In this paper, we present evidence from the study of online mobilization in the United States, the United Kingdom, and Russia to suggest ways of conceptualizing and investigating online activism that can navigate the space between theories that address the universal properties of online communication and the specific context in which it occurs. We suggest that ‘context’ is far more than a national political and media system; rather, context relates to the nature of issues and institutions in a way that is not readily captured by national norms alone. As such, this paper discusses how British activists concerned with disability rights used online mobilization more innovatively than their American counterparts, despite a stronger tradition of online activism and disability rights in general in the United States. At the same time, this paper considers how the internet became a part of health issue campaigns in Russia, despite simultaneously failing to augment more traditional political institutions such as political parties. Crucially, we found popular ‘outrage’ connected to (perceived) violations of fundamental rights to be a precursor of online mobilization that transcended the boundaries between democratic and non-democratic regimes.
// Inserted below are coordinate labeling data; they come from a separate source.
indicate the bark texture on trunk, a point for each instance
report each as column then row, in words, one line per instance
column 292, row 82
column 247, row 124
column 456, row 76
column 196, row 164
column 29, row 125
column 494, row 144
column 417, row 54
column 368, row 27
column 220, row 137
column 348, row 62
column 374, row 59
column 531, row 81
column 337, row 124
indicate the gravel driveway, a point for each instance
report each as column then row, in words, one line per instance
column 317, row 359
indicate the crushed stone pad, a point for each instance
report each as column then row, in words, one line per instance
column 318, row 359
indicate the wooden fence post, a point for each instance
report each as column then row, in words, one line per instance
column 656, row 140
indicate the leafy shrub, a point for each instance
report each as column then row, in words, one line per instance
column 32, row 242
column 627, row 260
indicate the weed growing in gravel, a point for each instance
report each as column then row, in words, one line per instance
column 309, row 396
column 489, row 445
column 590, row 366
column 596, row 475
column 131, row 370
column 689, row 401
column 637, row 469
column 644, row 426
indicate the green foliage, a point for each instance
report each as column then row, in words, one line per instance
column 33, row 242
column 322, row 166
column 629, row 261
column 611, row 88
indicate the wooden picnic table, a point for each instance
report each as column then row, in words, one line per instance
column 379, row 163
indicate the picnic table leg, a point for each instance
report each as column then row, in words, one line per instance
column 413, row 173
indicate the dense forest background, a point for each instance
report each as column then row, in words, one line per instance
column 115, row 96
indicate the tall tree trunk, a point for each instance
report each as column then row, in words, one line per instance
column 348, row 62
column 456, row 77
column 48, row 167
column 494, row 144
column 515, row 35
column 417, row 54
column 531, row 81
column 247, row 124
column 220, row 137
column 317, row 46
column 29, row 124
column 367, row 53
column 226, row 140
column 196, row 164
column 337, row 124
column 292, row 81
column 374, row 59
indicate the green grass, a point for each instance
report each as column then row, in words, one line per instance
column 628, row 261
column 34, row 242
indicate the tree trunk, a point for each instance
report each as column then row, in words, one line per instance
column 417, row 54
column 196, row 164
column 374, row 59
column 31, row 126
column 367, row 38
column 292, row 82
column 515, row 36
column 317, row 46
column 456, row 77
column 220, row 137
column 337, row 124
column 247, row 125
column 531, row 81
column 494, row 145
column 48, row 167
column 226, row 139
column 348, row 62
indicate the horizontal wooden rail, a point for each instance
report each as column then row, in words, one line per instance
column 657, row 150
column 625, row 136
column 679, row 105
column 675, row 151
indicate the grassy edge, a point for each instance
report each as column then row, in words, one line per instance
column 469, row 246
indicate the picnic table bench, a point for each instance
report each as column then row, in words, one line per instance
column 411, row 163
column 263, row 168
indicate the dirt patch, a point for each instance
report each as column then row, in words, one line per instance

While we can suggest useful ways to measure and observe how citizens migrate from giving voice to taking action online in very different contexts, we leave open for now the conviction that citizens are being permanently ‘rewired’ by their online activity. What is clear, however, is that citizens in very different contexts are being both enraged and engaged – sometimes at amazing speed – by the online sphere in ways in which both political scientists and governments will find fundamentally changes the nature of political engagement. The challenge is in anticipating how, why, when, and where online engagement will flow with ‘politics as usual’ in a range of regimes and when it will lead to challenge to powerful elites and institutions. Without making non-useful distinctions between ‘online’ and ‘offline’ activism, we hope we can provide ways to identify markers for when online discourse can turn to effective challenge to a political establishment.